Autophagy pathology in the AD brain is extensive

Abnormalities of lysosomal system function in the AD brain range from the earliest known disease-specific pathology in the disease, which involves the endocytic pathway (Nixon and Cataldo, 2006), to the most abundant pathology in the AD brain involving the autophagic pathway, which is the main focus of this review. The autophagy pathology of AD, including accumulated AVs of all types and the numbers of dystrophic neurites containing these AVs, is uniquely extensive when compared to that in other aging-related neurodegenerative diseases (Nixon and Cataldo, 2006; Nixon et al., 2005). The near complete replacement of normal cytoplasmic contents by AVs in dystrophic neurites and the increased frequency of AVs in less extensively affected neurites (Figure 3), together with the uniquely high number of dystrophic neurites in senile plaques and elsewhere throughout the AD brain, represents an enormous “burden” of undigested or partially digested proteins. This burden of waste proteins is comparable to that seen in certain primary lysosome storage disorders (LSDs), which are associated with severe neurodegeneration in early life (Nixon et al., 2008). Interestingly, neurofibrillary tangles and increased amyloidogenic processing of amyloid precursor protein (APP) as well as neuritic dystrophy, have been identified in certain primary LSDs as well as AD and potentially represent clues about common pathogenic mechanisms (see below). Autophagy-related pathology, including lesser degrees of AV “storage” in neurons, has also been increasingly recognized in other late-onset neurodegenerative diseases (Anglade et al., 1997; Liberski et al., 1995; Rudnicki et al., 2008; Yue et al., 2002; Zhou et al., 1998), although the severity and extent of the neuritic dystrophy in AD (Figure 3) (Masliah et al., 1993; Nixon et al., 2005; Schmidt et al., 1994; Suzuki and Terry, 1967) distinguishes it from these other aging-related neurodegenerative diseases (Benzing et al., 1993).

Figure 3.

Figure 3

Open in a new tab

The “burden” of AVs containing incompletely digested proteins stored in dystrophic neurites of the AD brain is great. At the light microscopic levels, CatD immunostaining in the AD brain (B) but not in the control brain (A) reveals a high density of senile plaques (B, arrows) each containing dozens of dystrophic neurites visible after histochemical staining for acid phosphatase (C, arrows) or by CatD immunocytochemistry (D). (E) Ultrastructural analysis of dystrophic neurites (circled by arrowheads) demonstrates that dystrophic neurites predominantly contain hundreds of AVs of distinct subtypes but the majority have double membranes with electron dense lumens, most consistent with autolysosomes and amphisomes in which proteolysis of substrates, including inner membrane, has stalled. Given the number of dystrophic neurites in the AD brain, the amount of “stored” wasted proteins is enormous, rivaling that in certain primary lysosomal storage disorders.
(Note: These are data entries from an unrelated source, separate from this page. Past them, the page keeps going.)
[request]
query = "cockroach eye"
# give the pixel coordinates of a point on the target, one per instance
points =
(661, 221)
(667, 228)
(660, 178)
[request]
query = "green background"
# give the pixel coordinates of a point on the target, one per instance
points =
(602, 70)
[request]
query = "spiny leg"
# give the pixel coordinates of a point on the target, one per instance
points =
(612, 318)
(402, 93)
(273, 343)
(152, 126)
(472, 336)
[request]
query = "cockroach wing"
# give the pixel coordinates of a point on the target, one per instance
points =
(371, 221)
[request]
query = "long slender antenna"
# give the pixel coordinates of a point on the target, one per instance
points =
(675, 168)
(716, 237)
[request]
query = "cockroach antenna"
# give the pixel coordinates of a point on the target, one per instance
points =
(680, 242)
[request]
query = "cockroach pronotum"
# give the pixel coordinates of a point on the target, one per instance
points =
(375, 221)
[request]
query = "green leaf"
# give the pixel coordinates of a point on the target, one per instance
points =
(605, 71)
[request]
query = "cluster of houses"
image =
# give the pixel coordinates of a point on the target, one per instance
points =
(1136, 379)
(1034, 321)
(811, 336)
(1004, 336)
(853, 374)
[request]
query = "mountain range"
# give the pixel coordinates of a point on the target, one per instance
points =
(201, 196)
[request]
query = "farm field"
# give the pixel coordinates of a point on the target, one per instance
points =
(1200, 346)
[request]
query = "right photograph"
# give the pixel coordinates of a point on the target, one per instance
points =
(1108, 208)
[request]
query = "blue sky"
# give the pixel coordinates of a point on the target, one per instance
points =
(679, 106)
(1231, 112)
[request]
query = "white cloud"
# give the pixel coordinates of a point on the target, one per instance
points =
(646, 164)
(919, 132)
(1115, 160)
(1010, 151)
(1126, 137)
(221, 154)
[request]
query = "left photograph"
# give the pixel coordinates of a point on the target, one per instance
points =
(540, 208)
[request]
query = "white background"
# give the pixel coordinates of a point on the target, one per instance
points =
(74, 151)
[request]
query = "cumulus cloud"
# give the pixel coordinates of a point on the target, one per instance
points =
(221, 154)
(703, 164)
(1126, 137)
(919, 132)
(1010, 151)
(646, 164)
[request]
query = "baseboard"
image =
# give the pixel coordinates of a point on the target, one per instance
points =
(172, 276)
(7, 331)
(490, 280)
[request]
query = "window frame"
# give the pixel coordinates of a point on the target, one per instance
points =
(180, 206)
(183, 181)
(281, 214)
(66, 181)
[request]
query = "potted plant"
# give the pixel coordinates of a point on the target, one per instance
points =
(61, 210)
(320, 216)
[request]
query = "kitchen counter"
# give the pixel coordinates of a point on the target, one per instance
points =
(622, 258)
It is noteworthy that the composition of organelles within dystrophic swellings in the AD brain also differs from that seen in the many other disorders characterized by neuroaxonal dystrophy. In these other conditions vesicles and cytoskeletal elements of all types are relatively abundant, resembling the pattern seen after axonal transport is focally interrupted by nerve ligation or toxic agents (Griffin and Watson, 1988; Schmidt and Plurad, 1985; Wirtschafter et al., 1977), suggesting a general failure of the axonal transport system. By contrast, a more selective transport deficit affecting mainly autophagy-related compartments is seen in mouse and cell models of AD pathology. Indeed, recent live-imaging studies of cortical neurons from our laboratory demonstrate that inhibiting lysosomal proteolysis, as believed to occur in AD neurons, selectively disrupts the axonal transport of autophagy-related compartments, causing an AD-like axonal dystrophy characterized by selective AV accumulation (Sooyeon Lee and Ralph Nixon, unpublished results). Therefore, a general disruption of axonal transport, as often accompanies neurodegeneration, cannot account for the particular pattern of organelle accumulation within dystrophic neurites in AD. Defective autophagic lysosomal proteolysis, as discussed below, is likely to contribute to the development of this pathology.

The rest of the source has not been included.